Ted Leo's Life With Rush: Closer To The Heart

The Punk Rock Lifer Reps For The Ultimate Prog-Rock Band

By Ted Leo, Spin.com, June 5, 2012


In advance of the June 12 release of Rush's new Clockwork Angels, punk-rock stalwart Ted Leo shares his tale of a life touched by the prog-rock cult heroes.

"Plus c'est la change, Plus c'est la meme chose": A life with Rush in six scenes...

Scene One: Summer 1981
One year, my dad bought a van. Apocryphally, there's a section of my family that comes from somewhere up around Machias, Maine - possibly descended from the Pirate John Kelley. If you knew the Irish side of my family, this would not shock you in the slightest. (Neither that it could be true, nor that it might be an apocryphal story they've woven around themselves over the centuries). Regardless, I had a great aunt from Staten Island who, in her later but still very vibrant years, went to live and work, for a while, with some old friends and relations who had eventually migrated from Way Down East to Kennebunkport, and the van was our way of getting from urban New Jersey to this sleepy (relative to its current state of post-Bush presidency tourism boom), beautiful place.

The van was maroon and silver, with four gray-and-black captain's chairs and a gray bench in back. I was older than my siblings, and so commandeered the bench to spread out, in my tweenish need for space, with my books and my tapes and my Walkman. Very soon, that Walkman would start playing Run-DMC, the Crash Crew, Divine Sounds, etc. Then mostly the Misfits, Flipper, Bad Brains, Dead Kennedys, etc. But for now (and for some time before and after), I would sit there, amid the maroon and gray, and stare out at the six hours of alternating city and country, and that Walkman would play one thing and one thing only: Rush's Moving Pictures, and specifically, "Red Barchetta."

As we rolled through the greener parts of New England, I'd shoot out from the highway down half-hidden, mostly imagined country lanes, chased by the gleaming alloy air cars trying to enforce the Motor Laws until we got to the tumble-down motel near Goose Rocks Beach we'd always return to; and in the twilight, looking up at the big red barn by the tetherball court, knowing that the brilliant red Barchetta was once again safely hidden within, I'd keep my own company for a while, shutting out the noise of family and other tourists, and wish that I, too, had been born in a better, vanished time.

Scene Two: Spring 1984
Lucky was he who found a full refrigerator box, freshly left on the curb for pick-up! It could last for months if you really took care of it. (Kept it away from moisture, duct-taped the edges, didn't let it drag behind you as you made your way to wherever you were going to set up that afternoon, etc.) I was lucky that May, as 14-year-old hormones were going haywire responding to 14-year-old pheromones, and needing an outlet that wasn't somehow self-destructive. ('Cause as Catholic school kids, self-destruction was pretty much the only option on the menu other than sports, which, one could make the case, falls under the heading of "self-destruction.") So myself, the twins Darren and Daryl West, Billy Jones, Billy LeGates, and maybe Steven Todd or someone else were making hard use of this particular piece of cardboard. We weren't shrinking violets - the asphalt parking lot didn't stop failed attempts at headspins of more than 360 degrees, and bruised shoulders and hips were part of what you got for working on your windmills. (Self-destruction always finds a way in.)
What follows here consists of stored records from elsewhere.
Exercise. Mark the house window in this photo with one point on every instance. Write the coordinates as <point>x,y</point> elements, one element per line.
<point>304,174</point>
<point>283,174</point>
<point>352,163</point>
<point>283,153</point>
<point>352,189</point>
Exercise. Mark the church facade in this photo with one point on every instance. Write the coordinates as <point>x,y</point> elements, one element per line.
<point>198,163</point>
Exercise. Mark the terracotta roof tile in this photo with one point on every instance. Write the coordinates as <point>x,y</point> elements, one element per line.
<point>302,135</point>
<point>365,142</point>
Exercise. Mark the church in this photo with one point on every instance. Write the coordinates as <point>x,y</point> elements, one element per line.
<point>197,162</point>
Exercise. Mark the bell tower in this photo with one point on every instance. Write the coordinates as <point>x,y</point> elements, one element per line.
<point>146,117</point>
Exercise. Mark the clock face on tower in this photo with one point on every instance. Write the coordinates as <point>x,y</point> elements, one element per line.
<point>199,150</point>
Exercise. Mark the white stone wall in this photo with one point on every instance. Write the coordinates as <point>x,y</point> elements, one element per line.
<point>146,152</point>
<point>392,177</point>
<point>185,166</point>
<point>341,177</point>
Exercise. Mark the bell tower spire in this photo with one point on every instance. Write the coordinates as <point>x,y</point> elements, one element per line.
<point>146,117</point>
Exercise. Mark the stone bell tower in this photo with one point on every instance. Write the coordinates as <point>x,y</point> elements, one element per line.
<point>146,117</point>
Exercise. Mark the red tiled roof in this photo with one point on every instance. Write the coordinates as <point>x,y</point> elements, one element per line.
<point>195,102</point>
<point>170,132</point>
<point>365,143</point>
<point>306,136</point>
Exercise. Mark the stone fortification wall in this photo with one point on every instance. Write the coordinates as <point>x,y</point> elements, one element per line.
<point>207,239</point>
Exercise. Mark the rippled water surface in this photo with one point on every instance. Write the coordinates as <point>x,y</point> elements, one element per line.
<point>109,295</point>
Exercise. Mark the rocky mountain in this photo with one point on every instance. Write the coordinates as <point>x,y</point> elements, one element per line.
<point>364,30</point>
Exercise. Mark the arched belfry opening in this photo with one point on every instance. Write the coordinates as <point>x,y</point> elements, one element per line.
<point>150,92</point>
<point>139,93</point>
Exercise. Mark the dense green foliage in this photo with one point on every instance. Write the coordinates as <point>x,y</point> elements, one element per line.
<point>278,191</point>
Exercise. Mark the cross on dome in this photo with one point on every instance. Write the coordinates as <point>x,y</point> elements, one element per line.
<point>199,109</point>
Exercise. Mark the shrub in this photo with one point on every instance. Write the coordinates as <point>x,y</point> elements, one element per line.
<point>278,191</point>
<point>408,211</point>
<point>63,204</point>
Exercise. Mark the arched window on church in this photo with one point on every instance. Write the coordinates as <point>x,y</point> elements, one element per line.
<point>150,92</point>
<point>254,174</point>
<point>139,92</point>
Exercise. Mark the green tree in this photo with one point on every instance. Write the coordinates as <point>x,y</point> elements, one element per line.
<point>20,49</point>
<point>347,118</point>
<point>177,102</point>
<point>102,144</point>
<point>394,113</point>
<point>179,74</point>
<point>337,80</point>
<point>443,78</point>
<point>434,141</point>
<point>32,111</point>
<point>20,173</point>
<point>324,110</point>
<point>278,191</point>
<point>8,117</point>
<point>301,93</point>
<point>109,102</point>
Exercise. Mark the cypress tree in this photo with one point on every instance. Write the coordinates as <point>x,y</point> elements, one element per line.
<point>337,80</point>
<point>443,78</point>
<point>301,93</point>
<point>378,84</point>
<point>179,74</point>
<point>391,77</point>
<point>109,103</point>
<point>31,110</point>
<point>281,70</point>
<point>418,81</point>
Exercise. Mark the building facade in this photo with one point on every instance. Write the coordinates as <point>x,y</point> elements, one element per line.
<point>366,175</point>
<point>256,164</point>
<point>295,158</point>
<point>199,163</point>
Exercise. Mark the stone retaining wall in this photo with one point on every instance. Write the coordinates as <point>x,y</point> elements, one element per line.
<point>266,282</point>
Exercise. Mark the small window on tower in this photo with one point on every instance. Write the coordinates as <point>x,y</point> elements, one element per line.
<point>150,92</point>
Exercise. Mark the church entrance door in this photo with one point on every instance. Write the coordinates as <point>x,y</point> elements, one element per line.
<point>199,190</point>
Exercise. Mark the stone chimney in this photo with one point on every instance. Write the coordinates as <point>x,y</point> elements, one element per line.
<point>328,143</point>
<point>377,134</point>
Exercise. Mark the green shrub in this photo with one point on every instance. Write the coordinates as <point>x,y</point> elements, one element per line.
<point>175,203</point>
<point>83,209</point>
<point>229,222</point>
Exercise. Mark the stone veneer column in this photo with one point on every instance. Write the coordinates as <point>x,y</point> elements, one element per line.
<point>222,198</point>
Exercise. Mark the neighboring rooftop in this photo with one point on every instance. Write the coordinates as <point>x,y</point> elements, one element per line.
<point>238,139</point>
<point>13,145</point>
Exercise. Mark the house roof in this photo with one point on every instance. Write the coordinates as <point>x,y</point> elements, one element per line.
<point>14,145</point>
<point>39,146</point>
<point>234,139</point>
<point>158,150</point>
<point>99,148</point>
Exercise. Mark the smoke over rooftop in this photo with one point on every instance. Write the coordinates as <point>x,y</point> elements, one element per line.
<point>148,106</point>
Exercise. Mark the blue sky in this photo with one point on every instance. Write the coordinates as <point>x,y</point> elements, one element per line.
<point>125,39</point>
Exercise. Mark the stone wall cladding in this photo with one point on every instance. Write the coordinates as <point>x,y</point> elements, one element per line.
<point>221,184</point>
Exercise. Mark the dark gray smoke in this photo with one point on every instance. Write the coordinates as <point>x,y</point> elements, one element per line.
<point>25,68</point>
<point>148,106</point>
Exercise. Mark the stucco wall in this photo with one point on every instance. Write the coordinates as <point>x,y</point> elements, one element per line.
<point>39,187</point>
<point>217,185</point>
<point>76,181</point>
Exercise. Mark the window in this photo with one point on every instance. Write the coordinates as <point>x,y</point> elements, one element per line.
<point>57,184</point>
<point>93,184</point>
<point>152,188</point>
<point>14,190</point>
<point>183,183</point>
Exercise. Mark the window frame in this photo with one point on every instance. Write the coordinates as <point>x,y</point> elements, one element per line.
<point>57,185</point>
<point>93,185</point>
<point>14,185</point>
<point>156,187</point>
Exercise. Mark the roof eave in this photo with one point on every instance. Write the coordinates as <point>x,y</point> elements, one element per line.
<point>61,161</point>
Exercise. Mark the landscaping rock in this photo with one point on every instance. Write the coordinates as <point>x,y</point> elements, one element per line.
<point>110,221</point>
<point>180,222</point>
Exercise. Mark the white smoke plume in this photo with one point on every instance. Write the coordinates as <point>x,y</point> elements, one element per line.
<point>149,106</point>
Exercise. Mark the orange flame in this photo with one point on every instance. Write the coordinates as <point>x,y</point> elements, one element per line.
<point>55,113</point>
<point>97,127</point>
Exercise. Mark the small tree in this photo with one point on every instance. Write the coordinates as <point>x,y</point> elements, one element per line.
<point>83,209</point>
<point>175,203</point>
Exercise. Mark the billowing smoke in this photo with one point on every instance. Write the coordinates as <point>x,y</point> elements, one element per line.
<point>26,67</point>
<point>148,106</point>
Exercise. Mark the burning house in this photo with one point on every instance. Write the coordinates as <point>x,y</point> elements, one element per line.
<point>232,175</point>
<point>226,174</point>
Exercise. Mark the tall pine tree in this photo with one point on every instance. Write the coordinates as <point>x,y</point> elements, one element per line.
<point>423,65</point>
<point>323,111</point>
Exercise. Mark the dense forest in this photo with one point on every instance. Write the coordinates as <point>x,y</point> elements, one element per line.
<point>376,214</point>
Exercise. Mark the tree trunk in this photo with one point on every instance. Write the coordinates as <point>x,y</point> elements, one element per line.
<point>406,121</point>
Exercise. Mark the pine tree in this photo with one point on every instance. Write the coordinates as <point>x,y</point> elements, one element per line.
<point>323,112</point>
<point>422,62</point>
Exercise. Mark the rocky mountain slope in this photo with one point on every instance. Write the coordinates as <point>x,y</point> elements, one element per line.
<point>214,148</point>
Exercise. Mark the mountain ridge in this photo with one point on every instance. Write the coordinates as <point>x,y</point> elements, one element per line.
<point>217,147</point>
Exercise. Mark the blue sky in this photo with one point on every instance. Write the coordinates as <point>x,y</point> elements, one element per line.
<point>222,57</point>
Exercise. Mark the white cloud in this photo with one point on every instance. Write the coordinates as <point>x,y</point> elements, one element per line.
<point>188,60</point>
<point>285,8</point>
But we weren't in gangs, and we didn't fight. We took the spirit of hip-hop and breakdancing to heart and as bad-good little Catholic boys, I think the quixotic nature of the quest to squash beef with dancing appealed to our collective martyrdom fetish. So when the hesher kids from Fairview came walking by to gawk and laugh at us, we didn't care. We just kept dancing. Until one of them came over and kicked Billy LeGates while he crab-walked to the Rockers Revenge playing from my small and not very boom-y Sanyo boombox. This kid was exactly the wrong kind of the right kind of kid we all should've been friends with. His look was amazing: Four-foot-five, the perfect slightly greasy but still feathered butt-cut, denim vest with Maiden and Floyd patches on it, zits, cracking voice, big comb sticking out of the back pocket, but still ready to fight. Like, you couldn't write this kid into a story if you wanted to because he'd be too much of a composite, too much an ideal form.
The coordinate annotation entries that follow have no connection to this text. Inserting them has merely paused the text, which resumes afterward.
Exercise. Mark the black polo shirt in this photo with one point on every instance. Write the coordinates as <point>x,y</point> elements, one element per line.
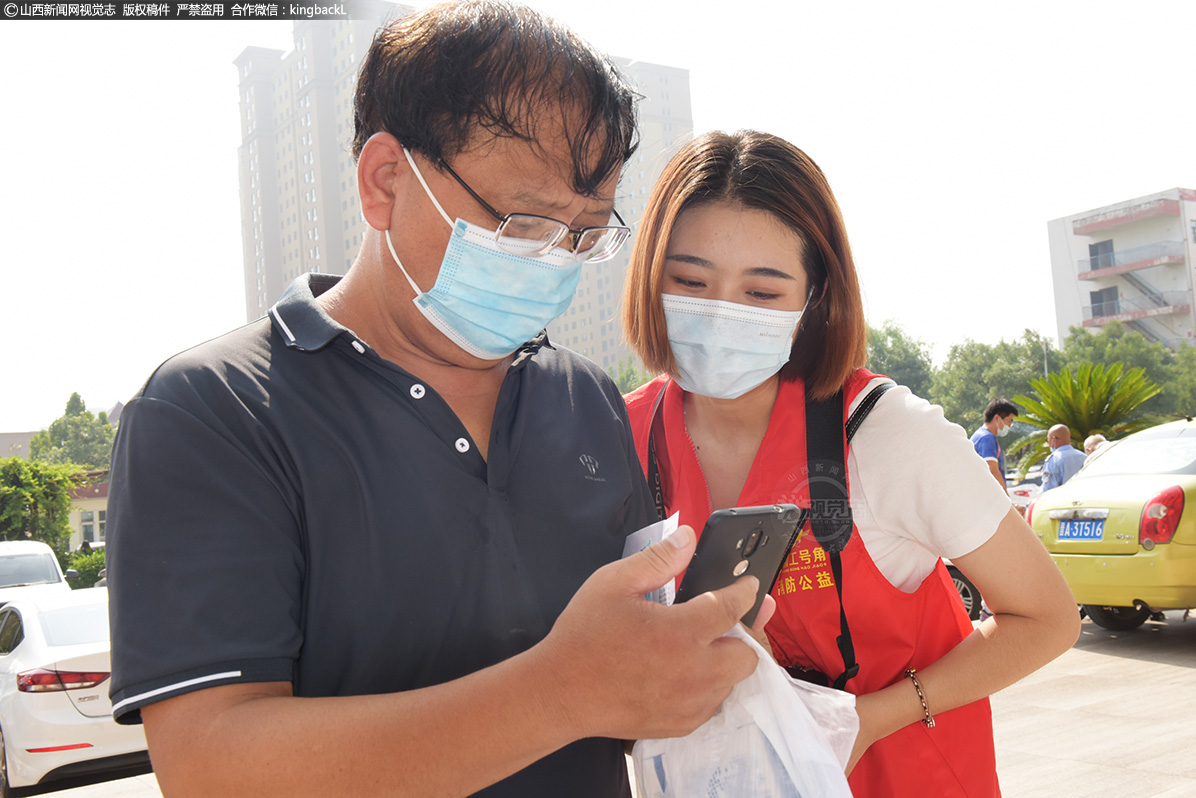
<point>286,505</point>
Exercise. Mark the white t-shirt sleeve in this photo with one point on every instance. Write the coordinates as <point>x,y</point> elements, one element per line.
<point>919,489</point>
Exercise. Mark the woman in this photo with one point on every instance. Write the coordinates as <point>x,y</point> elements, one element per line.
<point>743,292</point>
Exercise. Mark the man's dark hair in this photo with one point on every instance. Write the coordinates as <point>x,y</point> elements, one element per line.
<point>435,77</point>
<point>999,407</point>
But, that said, fuck that kid for being a dick and kicking Billy LeGates, right? So we all stand up on one side of my exploded cardboard box, and his friends (who all look equally awesome, I have to say) stand around the other, and the first kid grabs my box and changes the radio from 98.7 KISS FM (RIP) to 102.7 WNEW, which was, of course, a rock station. I'm like, "Yo, gimme my box, jerk!" He naturally calls me a homophobic pejorative that was common to the area parlance at the time (no surprise there) and says he'll give it back if I can dance to the next song that comes on.
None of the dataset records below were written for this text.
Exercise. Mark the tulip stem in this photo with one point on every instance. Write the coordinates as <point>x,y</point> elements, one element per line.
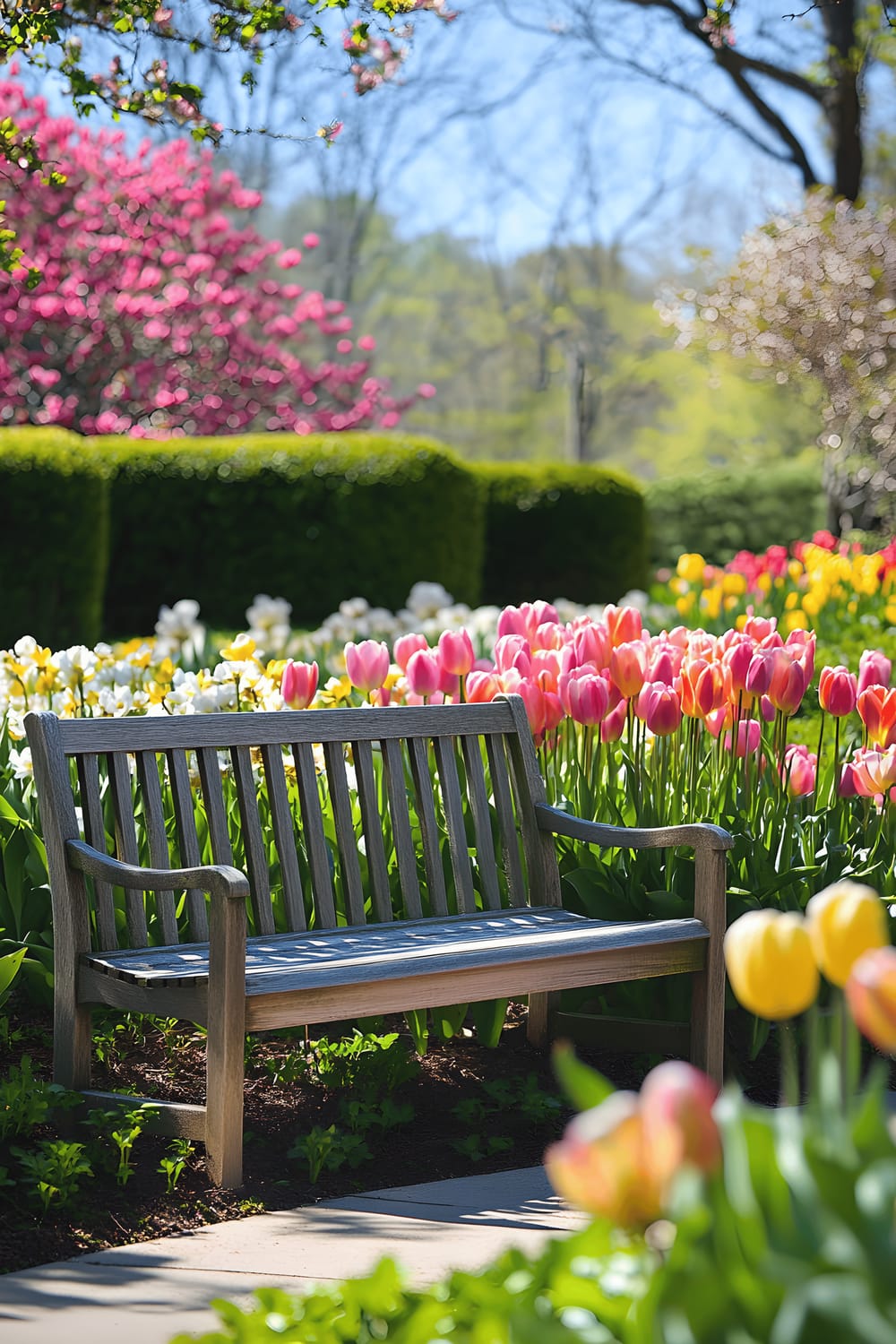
<point>788,1064</point>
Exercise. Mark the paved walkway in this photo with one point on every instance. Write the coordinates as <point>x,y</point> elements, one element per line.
<point>145,1293</point>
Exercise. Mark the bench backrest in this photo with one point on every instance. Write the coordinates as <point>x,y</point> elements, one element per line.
<point>338,816</point>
Now, as those who have seen me sometimes too angrily rebuff requests to play "Since U Been Gone" over the last decade might be able to attest, I don't really like being treated like a trained animal or just generally (outside of the context of job hierarchy) being asked to do things I don't want to do. (Something I'm still working on, I admit, but at least I'm working on it, okay?) So initially, I get that "Psssss, you must be trippin, yo" look on my face, but then, the rock gods smiled on my hip-hop friends and I as that sweet, sweet descending keyboard drone and headbanging beat from Rush's "Tom Sawyer" that I'm still surprised no one ever sampled (especially back then when it was less common to live in the isolated genre prisons that people do now) kicked in, and before the first line of the song was over, "Modern day warrior, mean mean stride / Today's Tom Sawyer...," I'd done some flashy handspring into your basic ground work, backspin, freeze into a bridge, flip back onto my feet, into some up-rock that probably ended with one hand on my crotch and the other pointing at the hesher's face, as Billy LeGates grabbed the box back and we waved them on their way; my only regret being that I never got to tell them I actually liked a lot of the same music that they did.

Scene Three: Winter 1995
When I say I don't really get "star struck," it doesn't mean that I don't appreciate the gravity of being in the presence of certain people, even when I've known some of those people for years. You can still be congenial and "yourself" while giving someone else the respect due his or her position in your life. I had a tough time remembering that, sitting at one head of a long banquet table in the back room of some Italian restaurant in Minneapolis on this frigid winter night. My band at the time, Chisel, was on tour with both Lungfish and Fugazi. Pause here. See what I'm saying? Some of you out there, may now need to take a second to catch your breath. 1995. Lungfish. Fugazi. Think about it. Add to that the fact that we were all invited to this restaurant by Todd and Bob from Shellac, and you might begin to understand just how red-faced I got when, in the midst of what I thought was quiet conversation about music with people at my end of the long, long table, someone says to me (a little too loudly, I guess), "You like Rush!?!?" Cue needle-sliding-across-record-sound-effect, maybe a dropped fork or two as the silence descends, my blood pressure rises, and all faces turn toward me. And the face at the other end of the long long, long, long table, who shall remain nameless, points his knife at me, repeats the question indignantly, and when I don't answer, says, "Man, 'Working Man,' I can dig, but songs about talking trees? No thanks."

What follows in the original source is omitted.